- Born: Carl Bertil Andersson 7 March 1924 Järvsö, Sweden
- Died: 14 July 2019 (aged 95)
- Genres: Christian hymns
- Occupation(s): music teacher, composer

= Carl Bertil Agnestig =

Swedish music teacher and composer (1924–2019)

Carl Bertil Agnestig (né Andersson; 7 March 1924 – 14 July 2019) was a Swedish music teacher and composer.

He was son to engineer Anders Ruben (Andersson) Agnestig (1897–1982) and Karin, née Grahn (1904–1990). The family came to Byarums parish in Småland in 1928, and finally settled in Nacka in 1930.

Agnestig graduated Master in Education in Music from the Royal College of Music in 1946. He became music teacher at Uppsala's music school in 1947, at Nacka music school 1948, director of studies 1959, and temporary principal in 1966. He was union secretary at the Swedish Association of Municipal Music Instructors (RSM) in 1959, member of the cooperation committee for the music educator association from 1962 and of the Swedish Teachers' Union council in 1966.

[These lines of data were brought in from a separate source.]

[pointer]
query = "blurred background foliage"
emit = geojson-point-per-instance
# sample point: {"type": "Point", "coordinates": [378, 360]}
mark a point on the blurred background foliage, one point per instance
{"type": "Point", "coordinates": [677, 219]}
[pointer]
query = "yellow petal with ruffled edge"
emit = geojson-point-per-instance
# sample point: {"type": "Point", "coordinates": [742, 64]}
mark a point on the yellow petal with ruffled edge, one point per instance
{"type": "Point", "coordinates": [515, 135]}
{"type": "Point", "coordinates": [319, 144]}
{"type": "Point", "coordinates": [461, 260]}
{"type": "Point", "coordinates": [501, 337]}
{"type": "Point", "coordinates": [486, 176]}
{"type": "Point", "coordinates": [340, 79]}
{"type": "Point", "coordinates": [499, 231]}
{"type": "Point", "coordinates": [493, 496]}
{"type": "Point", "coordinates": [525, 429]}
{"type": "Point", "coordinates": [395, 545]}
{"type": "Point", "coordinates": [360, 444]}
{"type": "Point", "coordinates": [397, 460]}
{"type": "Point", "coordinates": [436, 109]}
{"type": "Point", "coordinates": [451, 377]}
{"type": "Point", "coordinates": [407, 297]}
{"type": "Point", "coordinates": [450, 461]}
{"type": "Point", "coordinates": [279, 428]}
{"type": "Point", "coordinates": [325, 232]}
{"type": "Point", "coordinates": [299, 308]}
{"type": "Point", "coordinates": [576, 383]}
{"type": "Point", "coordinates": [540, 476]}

He is known for music-instruction books and has written several songs, one of the more well-known is Adventstid. He's represented in Den svenska psalmboken (1986) with two works.

Carl-Bertil Agnestig was married for a time with Alfhild Kerstin Linnéa Burman (1920–2010) before he married Agneta Åkerfeldt (born 1932). Agnestig has two sons.